Maq allows himself to be guided toward the shuttle where the kindly old Tompton is there waiting for them with the door open. Maq climbs in first with Gorson right behind him. Tompton shuts the side door and is gone from sight. The tinted black window between the cabin and the passenger compartment allow them to see Tompton slide into the driver’s seat, though the computer will be doing most of the driving. He’s just there to plug in the destinations, monitor the navigation, and open doors. Maq imagines it must be a boring job. He can’t really interact with the vehicle and since the compartment is soundproof unless they let down the dividing window, he can’t interact with them either. Still, he’s glad to be out of everyone’s sight. It’s just him on one side of the compartment and Gorson on the other. Aside from Deydrick, this is the only other person he wants with him right now.
Gorson watches the machine as it rubs its fingers against the soft fabric of its pants.

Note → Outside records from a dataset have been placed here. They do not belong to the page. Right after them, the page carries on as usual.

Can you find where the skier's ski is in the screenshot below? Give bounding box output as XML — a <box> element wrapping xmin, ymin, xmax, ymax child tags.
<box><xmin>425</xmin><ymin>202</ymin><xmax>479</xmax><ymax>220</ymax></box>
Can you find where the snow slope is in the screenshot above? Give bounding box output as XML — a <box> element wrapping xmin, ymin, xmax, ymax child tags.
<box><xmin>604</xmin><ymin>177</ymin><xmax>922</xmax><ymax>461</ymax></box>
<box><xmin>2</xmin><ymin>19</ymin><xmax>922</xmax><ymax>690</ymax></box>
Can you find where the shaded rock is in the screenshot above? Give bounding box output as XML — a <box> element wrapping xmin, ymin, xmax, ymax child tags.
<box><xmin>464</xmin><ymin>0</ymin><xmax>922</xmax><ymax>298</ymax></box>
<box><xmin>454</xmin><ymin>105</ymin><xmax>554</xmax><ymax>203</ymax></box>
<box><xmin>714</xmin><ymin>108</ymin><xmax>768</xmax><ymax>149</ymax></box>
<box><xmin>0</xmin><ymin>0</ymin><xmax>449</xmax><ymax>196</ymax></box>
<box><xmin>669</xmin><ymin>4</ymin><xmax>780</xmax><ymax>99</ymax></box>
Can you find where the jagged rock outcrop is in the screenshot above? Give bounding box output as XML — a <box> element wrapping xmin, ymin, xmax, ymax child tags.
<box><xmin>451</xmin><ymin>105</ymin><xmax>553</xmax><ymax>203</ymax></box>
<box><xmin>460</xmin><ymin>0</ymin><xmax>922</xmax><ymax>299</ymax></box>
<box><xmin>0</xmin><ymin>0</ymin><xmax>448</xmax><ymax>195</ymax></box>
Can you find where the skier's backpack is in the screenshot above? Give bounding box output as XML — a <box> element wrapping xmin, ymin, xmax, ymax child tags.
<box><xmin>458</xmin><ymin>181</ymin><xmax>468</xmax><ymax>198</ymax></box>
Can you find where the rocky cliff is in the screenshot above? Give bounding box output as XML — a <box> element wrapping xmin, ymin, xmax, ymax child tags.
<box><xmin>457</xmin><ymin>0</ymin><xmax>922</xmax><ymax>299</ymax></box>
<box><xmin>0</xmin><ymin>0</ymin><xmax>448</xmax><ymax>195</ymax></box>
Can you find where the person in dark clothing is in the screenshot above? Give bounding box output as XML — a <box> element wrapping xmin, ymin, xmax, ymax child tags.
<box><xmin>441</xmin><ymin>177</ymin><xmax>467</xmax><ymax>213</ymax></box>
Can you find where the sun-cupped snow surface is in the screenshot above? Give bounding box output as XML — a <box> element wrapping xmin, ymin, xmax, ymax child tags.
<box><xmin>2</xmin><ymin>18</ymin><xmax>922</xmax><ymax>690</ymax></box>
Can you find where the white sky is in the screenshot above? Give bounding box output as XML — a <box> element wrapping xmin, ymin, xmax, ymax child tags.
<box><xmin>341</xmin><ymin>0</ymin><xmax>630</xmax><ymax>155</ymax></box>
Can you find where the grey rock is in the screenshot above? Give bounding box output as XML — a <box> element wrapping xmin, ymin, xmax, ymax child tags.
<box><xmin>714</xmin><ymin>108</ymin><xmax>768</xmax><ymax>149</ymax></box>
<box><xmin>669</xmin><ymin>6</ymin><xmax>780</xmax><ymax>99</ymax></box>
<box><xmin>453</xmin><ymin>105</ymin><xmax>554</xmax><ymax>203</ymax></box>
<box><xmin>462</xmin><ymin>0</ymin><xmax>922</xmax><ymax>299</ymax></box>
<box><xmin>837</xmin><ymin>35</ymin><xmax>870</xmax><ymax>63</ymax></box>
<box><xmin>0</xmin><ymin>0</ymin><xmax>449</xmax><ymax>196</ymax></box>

Maq’s eyes look downward for the most part as though it’s intently studying its shiny shoes. When it does look up, it’s only to meet Gorson’s eyes and give him a forced smile. Maq knows it’s an artificial expression, but it doesn’t have the right impulses to produce a real one right now.
“You can sit over here with me, you know, unless you’d like a little space.”
Maq’s eyes shoot up and he shakes his head quickly before springing over to Gorson’s side of the compartment. He lands against the plush seats and lightly leans against Gorson’s sturdy frame.  Suddenly their shuttle lurches forward and Maq finally feels like he’s in the clear. There are no more peering Hyunans deeming him a hazard to organic life. There are no more harsh stage lights. It’s just him, the shuttle, and his protector.